16 Mai 2012

Albano über Freiheit und Krieg


Albano an Schoppe
Wie in Rom, im wirklichen Rom, ein Mensch nur genießen und vor dem Feuer der Kunst weich zerschmelzen könne, anstatt sich schamrot aufzumachen und nach Kräften und Taten zu ringen, das begreif' ich nicht.

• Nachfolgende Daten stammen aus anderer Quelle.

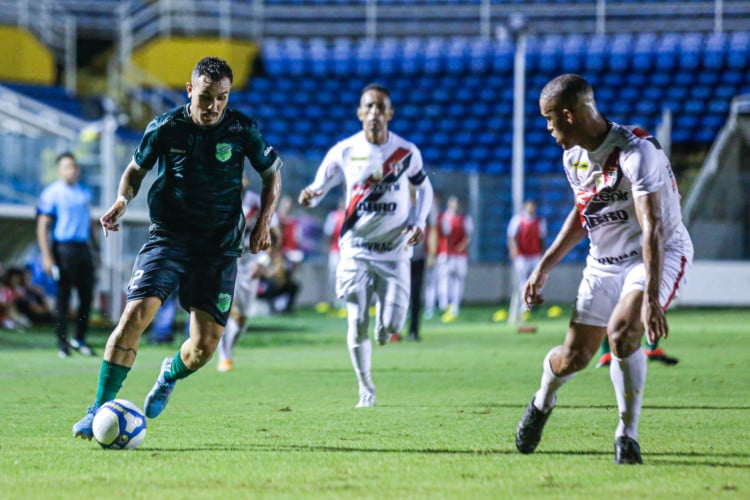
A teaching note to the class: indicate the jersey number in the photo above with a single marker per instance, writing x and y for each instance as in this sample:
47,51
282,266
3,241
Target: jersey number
136,276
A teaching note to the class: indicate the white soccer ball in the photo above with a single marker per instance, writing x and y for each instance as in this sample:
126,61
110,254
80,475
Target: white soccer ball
120,425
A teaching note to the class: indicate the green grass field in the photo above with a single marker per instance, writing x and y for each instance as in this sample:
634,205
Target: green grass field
283,423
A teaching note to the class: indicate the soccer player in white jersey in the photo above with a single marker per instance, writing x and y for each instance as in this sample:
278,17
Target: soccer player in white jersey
380,228
246,284
628,205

Im gemalten, gedichteten Rom, darin mag die Muße schwelgen; aber im wahren, wo dich die Obelisken, das Coliseo, das Kapitolium, die Triumphbogen unaufhörlich ansehen und tadeln, wo die Geschichte der alten Taten den ganzen Tag wie ein unsichtbarer Sturmwind durch die Stadt fortrauschet und dich drängt und hebt, o wer kann sich unwürdig und zusehend hinlegen vor die herrliche Bewegung der Welt? – Die Geister der Heiligen, der Helden, der Künstler gehen dem lebendigen Menschen nach und fragen zornig: was bist du? [...]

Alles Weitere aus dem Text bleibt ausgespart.